Friday, July 28

From the Land of Borrowed Cable

Over at my apartment, the domestic partner and I borrow the cable. (We'll return it if the cable company ever asks for it back.)

Wednesday, just in time for Project Runway, the domestic partner discovered Bravo. Had we just never investigated as high up as channel 98? Was the weather somehow giving us reception?

Who knows? But today, on (borrowed) TBS, there's a big photo of the empire state building and a note saying, We are required to black out this program in compliance with FCC rules and regulations.

The cable gods give, and the cable gods take away.

Thursday, July 27

Cheapness v. Squeamishness

Sometimes you go to Smiley's in Park Slope and have a slice of pizza.

Other times, you go to Smiley's, sit quietly with your book & slice of pizza, and a homeless person sits down at your table.

The homeless man had a slice of pizza, and I'm glad he was eating. On a personal level, though, I wish he hasn't smelled.

The only way to survive living in NY is to convince yourself to believe in things that aren't true. Like that it's reasonable for one paycheck a month to do nothing but pay your rent. And that all metal objects--like subway poles--are self-sterilizing, and destroy homeless goo and germs.

Of course, that's not actually true. Watching the homeless man grab handfuls of napkin out of the metal dispenser, my elaborate suspension of disbelief in the laws of science had to end. All I could think about was the homelessness that he was leaving behind on the napkin dispenser.

I know: I'm such an asshole. I'm a terrible person, and you're never going to read about my tooth pains again.

But, dammit, I'd paid my two dollars, and come 5th graders making farting noises, and homeless men sitting at my table, I was going to finish my pizza. So I did, and then washed my hands ten times in a row.

Wednesday, July 26

Only the Pink is Saving Me Now

Lessons learned from this video:

  • My bike is still in my possession (or is, as of this writing) only because it's pink. That's it. I can't think of any other reason it hasn't been stolen.

  • I should actually feel really fortunate that it's only the seat and handlebar grippy thing that have been stolen.

Thanks for the link, Theo!

Tuesday, July 25

The Boy is FAMOUS!

Breaking news in the "my boyfriend does stuff and I blog about it" department: Gods of Fire will be the "the live band for a musical" about air guitaring.

Note: when I read the description of the band's style, I briefly confused thrash with thrush. Right. Those two things are NOT the same at all.

Tuesday, July 11

The Word of the Day

Did all of you already know the word cankle?

'Cause I didn't. I learned it last night from an Israeli guy, who seemed shocked by my ignorance.

Tuesday, July 4

Happy 4th of July!

I love the 4th. After all, it's a holiday that comes with fireworks & meat. Honestly, I don't think a person should request more than those two things in any given day.

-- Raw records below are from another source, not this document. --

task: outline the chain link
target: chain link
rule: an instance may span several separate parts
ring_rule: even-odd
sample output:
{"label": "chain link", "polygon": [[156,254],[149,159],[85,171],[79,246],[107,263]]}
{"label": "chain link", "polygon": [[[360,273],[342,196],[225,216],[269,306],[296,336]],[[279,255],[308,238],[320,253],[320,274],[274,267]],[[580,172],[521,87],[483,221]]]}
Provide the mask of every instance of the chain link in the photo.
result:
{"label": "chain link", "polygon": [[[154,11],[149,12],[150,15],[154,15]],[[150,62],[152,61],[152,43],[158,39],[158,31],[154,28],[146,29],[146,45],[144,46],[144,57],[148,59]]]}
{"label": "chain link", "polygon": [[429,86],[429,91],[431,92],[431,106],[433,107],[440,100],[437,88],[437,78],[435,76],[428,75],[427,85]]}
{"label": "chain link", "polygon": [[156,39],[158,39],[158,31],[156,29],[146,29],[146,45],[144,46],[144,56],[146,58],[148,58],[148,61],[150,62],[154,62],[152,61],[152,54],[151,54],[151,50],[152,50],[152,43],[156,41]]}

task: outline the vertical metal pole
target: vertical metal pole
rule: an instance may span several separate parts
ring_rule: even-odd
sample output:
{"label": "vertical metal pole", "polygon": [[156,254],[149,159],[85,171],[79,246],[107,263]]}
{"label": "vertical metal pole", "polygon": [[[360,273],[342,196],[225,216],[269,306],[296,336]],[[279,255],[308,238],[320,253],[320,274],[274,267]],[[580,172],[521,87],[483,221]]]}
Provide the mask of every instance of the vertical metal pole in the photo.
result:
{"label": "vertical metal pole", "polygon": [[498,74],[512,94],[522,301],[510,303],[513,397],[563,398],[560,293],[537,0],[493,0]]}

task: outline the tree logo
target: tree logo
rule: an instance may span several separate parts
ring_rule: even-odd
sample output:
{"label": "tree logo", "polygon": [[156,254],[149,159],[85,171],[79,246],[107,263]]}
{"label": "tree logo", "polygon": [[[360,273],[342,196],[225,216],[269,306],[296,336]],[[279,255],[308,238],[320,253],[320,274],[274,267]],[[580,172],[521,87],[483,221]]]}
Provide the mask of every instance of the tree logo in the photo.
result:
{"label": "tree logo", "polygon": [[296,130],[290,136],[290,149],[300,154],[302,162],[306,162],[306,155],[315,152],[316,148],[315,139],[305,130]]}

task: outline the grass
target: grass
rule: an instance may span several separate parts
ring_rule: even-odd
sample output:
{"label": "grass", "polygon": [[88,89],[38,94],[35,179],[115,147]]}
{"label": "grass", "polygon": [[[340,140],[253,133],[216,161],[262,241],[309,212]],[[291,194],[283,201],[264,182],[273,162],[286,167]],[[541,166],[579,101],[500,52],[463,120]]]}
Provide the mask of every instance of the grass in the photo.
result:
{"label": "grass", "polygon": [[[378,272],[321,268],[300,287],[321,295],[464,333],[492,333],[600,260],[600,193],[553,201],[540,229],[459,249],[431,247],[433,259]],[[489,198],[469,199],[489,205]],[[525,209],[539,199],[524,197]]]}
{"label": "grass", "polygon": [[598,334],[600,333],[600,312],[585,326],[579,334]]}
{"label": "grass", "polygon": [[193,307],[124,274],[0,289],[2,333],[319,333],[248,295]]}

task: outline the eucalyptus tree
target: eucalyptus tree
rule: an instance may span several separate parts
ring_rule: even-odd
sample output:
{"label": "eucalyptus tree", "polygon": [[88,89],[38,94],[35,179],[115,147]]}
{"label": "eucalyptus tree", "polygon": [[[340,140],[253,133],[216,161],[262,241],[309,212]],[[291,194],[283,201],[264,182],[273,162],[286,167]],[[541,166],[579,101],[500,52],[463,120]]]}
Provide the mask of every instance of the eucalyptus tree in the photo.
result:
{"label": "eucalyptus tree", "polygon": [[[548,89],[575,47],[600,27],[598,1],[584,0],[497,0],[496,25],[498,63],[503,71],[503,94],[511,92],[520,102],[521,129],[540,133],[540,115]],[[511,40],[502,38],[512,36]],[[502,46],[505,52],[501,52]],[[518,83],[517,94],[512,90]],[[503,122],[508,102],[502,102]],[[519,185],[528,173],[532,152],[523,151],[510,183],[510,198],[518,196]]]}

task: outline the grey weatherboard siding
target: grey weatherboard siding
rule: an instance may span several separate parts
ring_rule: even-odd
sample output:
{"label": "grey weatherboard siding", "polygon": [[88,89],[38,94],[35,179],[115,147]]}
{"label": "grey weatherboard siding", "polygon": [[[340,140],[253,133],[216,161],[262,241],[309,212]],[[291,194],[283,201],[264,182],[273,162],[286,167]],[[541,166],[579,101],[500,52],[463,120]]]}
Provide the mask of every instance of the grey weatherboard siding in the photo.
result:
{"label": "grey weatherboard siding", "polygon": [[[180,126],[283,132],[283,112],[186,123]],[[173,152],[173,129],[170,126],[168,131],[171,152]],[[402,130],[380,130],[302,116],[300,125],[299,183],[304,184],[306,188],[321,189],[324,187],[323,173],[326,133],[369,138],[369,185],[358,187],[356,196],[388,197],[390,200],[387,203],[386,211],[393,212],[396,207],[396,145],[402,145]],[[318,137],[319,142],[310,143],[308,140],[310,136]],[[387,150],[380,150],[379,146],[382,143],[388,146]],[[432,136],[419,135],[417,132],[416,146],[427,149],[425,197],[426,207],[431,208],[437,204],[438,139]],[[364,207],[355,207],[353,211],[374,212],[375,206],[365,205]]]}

I'm throwing a BBQ today (know me? not invited? oops! just a dumb mistake. give me a call & I'll give you directions!). You can thank me for all the rain. I was inordinately lucky until roughly June of 2004. Then my luck ran out. Now, when I throw an outside party, it rains.

Anyway, I'm pretty revved. Gung ho drunken love of America only surfaces once a year. The rest of the time, I think American flags make for tacky decorations of people and houses, and that patriotism is for fourth graders. For today, though, YAH! Beer! Meat! Music! Fireworks! World Cup (Go Germany!)!Happy Making a Declaration of Independence from the Brits Day!